We three had lunch and dinner together and danced in the ballroom after dinner—we were the only dancers—but when the music stopped and Brimmer and Mme. Troyan started back to the bar I excused myself and went down to bed. I was pleased with the evening and when I closed my cabin door I thought how pleasant it would have been to have Mm
e. Troyan's company. This was, of course, impossible, but the memory of her dark hair and her white arms was still strong and cheering when I turned out the light and got into bed. While I waited patiently for sleep it was revealed to me that Mme. Troyan was in Brimmer's cabin.

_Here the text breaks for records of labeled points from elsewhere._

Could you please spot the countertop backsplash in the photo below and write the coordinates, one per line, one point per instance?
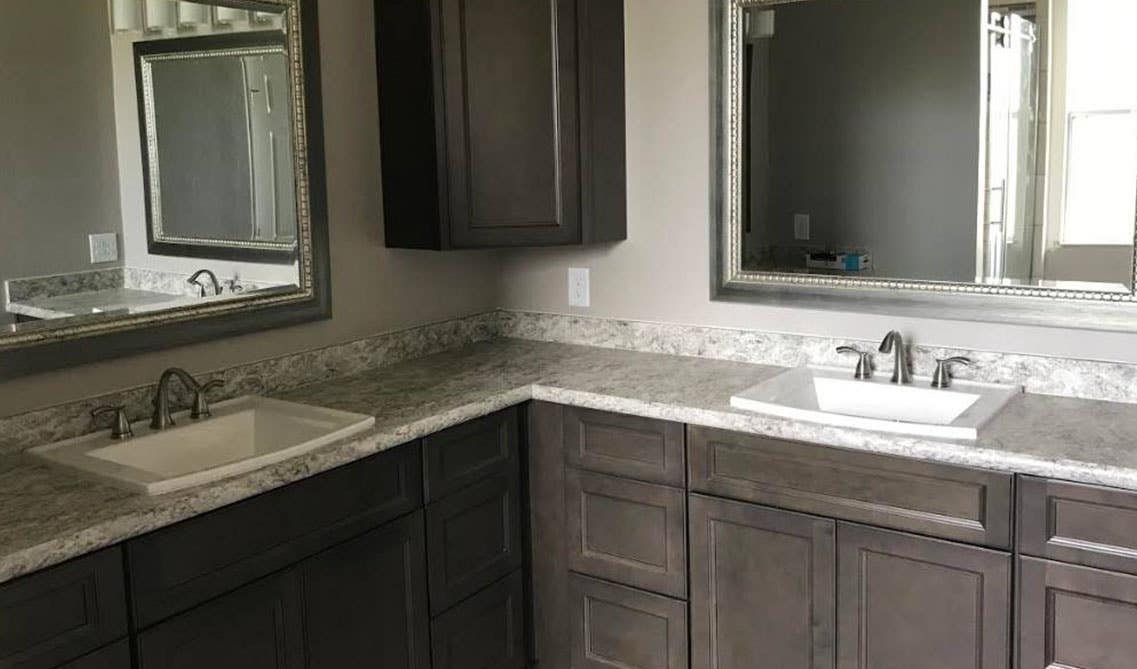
(1038, 374)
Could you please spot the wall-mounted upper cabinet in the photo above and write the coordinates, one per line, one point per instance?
(501, 122)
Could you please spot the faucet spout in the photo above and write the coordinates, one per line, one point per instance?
(894, 344)
(162, 418)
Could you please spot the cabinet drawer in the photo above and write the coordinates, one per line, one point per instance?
(473, 538)
(628, 446)
(469, 453)
(179, 567)
(114, 657)
(486, 630)
(63, 612)
(627, 531)
(616, 626)
(1076, 617)
(1072, 522)
(936, 500)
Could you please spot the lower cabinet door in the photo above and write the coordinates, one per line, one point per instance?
(1076, 617)
(909, 602)
(617, 627)
(762, 587)
(486, 630)
(366, 599)
(256, 627)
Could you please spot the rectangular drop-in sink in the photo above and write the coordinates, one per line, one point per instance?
(242, 435)
(832, 396)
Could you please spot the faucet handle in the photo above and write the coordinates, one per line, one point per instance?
(943, 376)
(121, 427)
(200, 404)
(863, 363)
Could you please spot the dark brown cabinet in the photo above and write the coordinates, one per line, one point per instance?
(919, 603)
(259, 626)
(616, 626)
(1076, 617)
(762, 587)
(501, 122)
(63, 612)
(367, 599)
(486, 630)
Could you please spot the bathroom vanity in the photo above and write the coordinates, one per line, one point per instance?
(588, 508)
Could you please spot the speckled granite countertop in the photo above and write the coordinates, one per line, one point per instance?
(49, 515)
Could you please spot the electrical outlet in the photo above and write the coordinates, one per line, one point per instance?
(579, 288)
(802, 226)
(104, 247)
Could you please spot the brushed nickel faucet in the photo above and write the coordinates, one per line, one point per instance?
(196, 280)
(162, 416)
(943, 376)
(894, 344)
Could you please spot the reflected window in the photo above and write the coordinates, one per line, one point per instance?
(1101, 123)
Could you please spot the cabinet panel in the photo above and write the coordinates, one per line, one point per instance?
(486, 630)
(942, 501)
(1079, 523)
(627, 531)
(625, 446)
(762, 587)
(473, 538)
(919, 603)
(116, 655)
(509, 81)
(184, 564)
(467, 453)
(255, 627)
(367, 599)
(63, 612)
(616, 626)
(1076, 617)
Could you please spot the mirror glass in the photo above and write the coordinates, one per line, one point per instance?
(964, 141)
(148, 159)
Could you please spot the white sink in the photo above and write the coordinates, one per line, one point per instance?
(832, 396)
(242, 435)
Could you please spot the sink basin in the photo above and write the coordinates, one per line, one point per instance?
(242, 435)
(832, 396)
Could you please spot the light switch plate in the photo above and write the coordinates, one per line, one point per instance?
(104, 247)
(579, 290)
(802, 226)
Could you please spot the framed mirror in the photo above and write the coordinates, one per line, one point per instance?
(214, 116)
(163, 180)
(976, 158)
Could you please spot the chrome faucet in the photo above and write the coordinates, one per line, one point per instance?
(162, 418)
(196, 280)
(894, 344)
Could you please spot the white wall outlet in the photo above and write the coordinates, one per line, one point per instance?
(104, 247)
(579, 291)
(802, 226)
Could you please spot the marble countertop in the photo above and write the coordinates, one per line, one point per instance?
(93, 302)
(50, 515)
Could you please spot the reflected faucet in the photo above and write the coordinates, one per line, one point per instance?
(196, 280)
(894, 344)
(162, 418)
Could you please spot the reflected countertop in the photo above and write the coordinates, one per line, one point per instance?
(50, 515)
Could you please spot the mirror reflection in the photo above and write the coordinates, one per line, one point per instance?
(928, 140)
(148, 158)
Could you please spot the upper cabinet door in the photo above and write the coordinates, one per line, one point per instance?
(509, 81)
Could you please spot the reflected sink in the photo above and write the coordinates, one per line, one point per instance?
(833, 397)
(242, 435)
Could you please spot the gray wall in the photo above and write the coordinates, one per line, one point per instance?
(374, 289)
(869, 100)
(662, 272)
(58, 172)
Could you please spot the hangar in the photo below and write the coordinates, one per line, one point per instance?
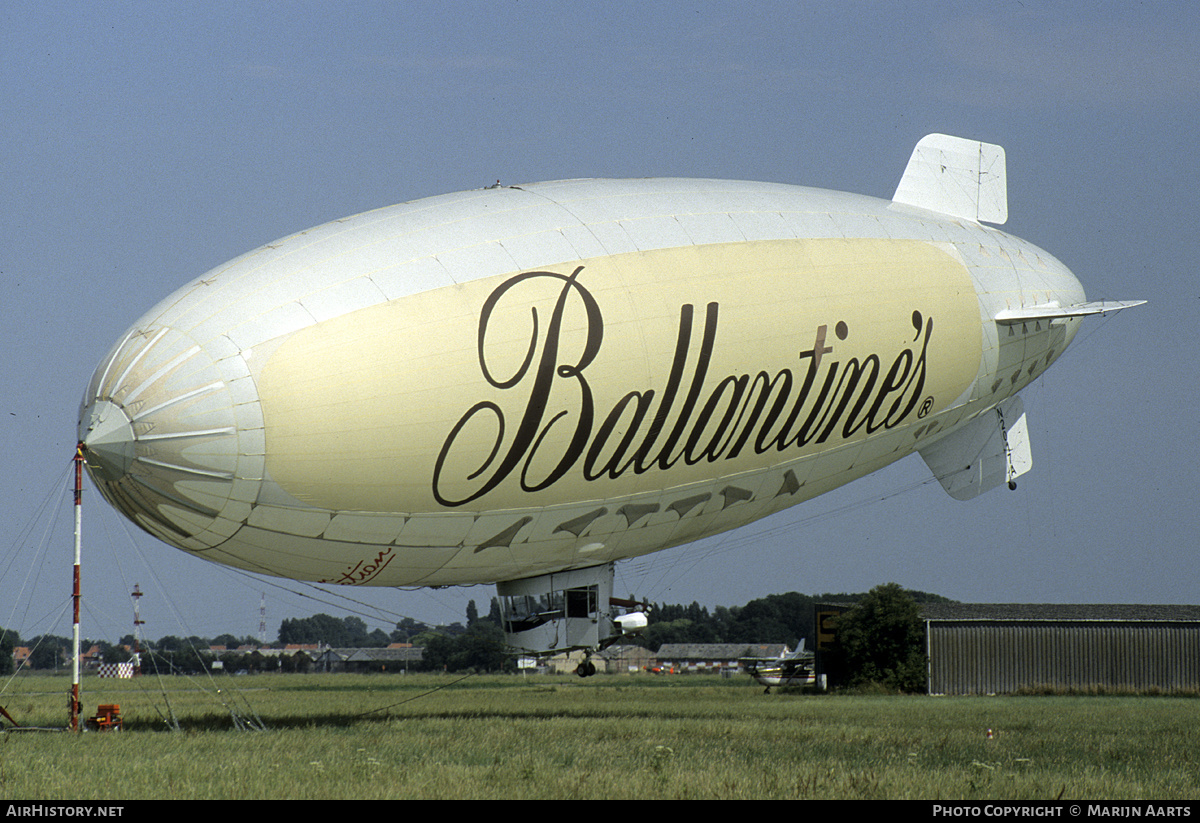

I was indignant. She had told me that she had a husband and three children in Paris—and what, I thought, about them? She and Brimmer had only met by chance that morning and what carnal anarchy would crack the world if all such chance meetings were consummated! If they had waited a day or two—long enough to give at least the appearance of founding their affair on some romantic or sentimental basis—I think I would have found it more acceptable. To act so quickly seemed to me skeptical and depraved. Listening to the noise of the ship's motors and the faint sounds of tenderness next door, I realized that I had left my way of life a thousand knots astern and that there is no inclination to internationalism in my disposition. They were both, in a sense, Europeans.
But the sounds next door served as a kind of trip wire: I seemed to stumble and fall on my face, skinning and bruising myself here and there and scattering my emotional and intellectual possessions. There was no point in pretending that I had not fallen, for when we are stretched out in the dirt we must pick ourselves up and brush off our clothes. This then, in a sense, is what I did, reviewing my considered opinions on marriage, constancy, man's nature, and the importance of love. When I had picked up my possessions and repaired my appearance, I fell asleep.
It was dark and rainy in the morning—now the wind was cold—and I walked around the upper deck, four laps to the mile, and saw no one. The immorality next door would have changed my relationship to Brimmer and Mme. Troyan, but I had no choice but to look forward to meeting them in the bar at noon. I had no resources to enliven a deserted ship and a stormy sea. My depraved acquaintances were in the bar when I went there at half past twelve, and they had ordered a drink for me. I was content to be with them and thought perhaps they regretted what they had done. We lunched together, amiably, but when I suggested that we find a fourth and play some bridge Brimmer said that he had to send some cables and Mme. Troyan wanted to rest. There was no one in the lounges or on the decks after lunch, and when the orchestra began, dismally, to tune up for their afternoon concert, I went down to my cabin, where I discovered that Brimmer's cables and Mme. Troyan's rest were both fabrications, meant, I suppose, to deceive me. She was in his cabin again. I went up and took a long walk around the deck with an Episcopalian clergyman. I found him to be a most interesting man, but he did not change the subject, since he was taking a vacation from a parish where alcoholism and morbid promiscuity were commonplace. I later had a drink with the clergyman in the bar, but Brimmer and Mme. Troyan didn't show up for dinner.